I gave her my passport. Quiller. NATO representative for the Red Cross. Scars, groin and left arm. Only two frontier endorsements, Spain and Portugal. We never like it to be thought we're widely travelled and therefore experienced.

"Thank you, Herr Quiller." She looked more relaxed. It seemed she didn't know there was one thing that could lie better than a camera, and that was a passport. I said:

"I'm trying to trace refugees whose relatives have died in England. Some of them have been called as witnesses, so I go to the courts to find them." I didn't think she was listening. She came closer and stared at me.

"You're English. As an Englishman, what do you think of Adolf Hitler?"

"Bit of a fidget."

Her long mouth tightened in contempt. "The English were so safe on their little island. They never saw anything happen."

"No." The one in the groin had been done at Dachau.

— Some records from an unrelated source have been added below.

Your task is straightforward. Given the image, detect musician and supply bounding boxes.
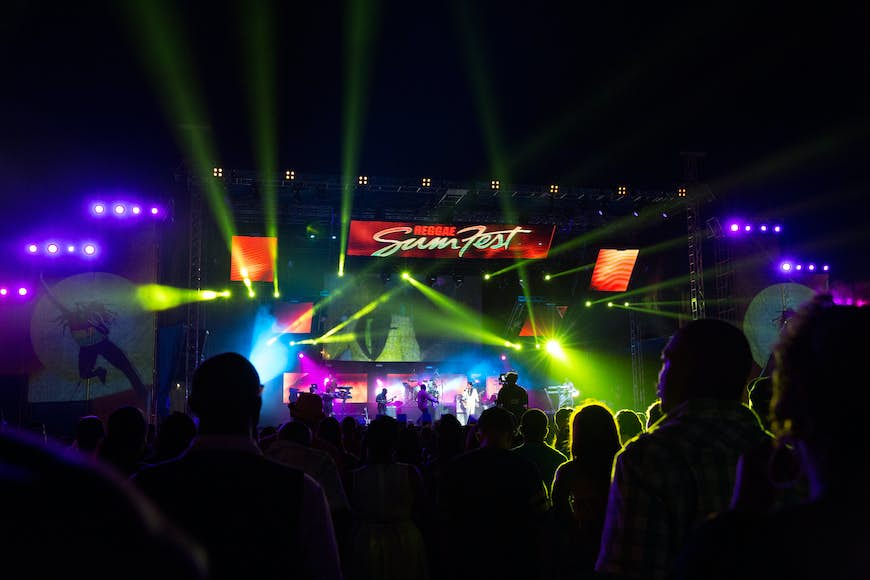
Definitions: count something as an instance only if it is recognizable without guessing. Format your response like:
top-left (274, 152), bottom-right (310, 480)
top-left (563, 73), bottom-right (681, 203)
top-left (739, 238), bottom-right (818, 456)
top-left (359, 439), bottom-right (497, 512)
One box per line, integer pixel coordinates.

"Do you think he is a genius?" she asked me angrily.

"Yes." ‘Is’ noted.

"That man?"

"An evil genius."

She seemed more satisfied with me. I was beginning to understand. The ‘is’ was the biggest clue. She was living in the past.

I am a bad judge of age in people. The most I could do here was to allow for certain facts: a girl who deliberately watched mass-murder trials, who believed that someone had twice tried to kill her, who kept a wolfhound to protect her, and who showed signs of fierce pent emotion, would look older than her age. She looked thirty.

"When will people understand," she said in the strange wail I'd heard against the wall in the street, "that he's got to be blotted out, right out, so that he doesn't exist any more?"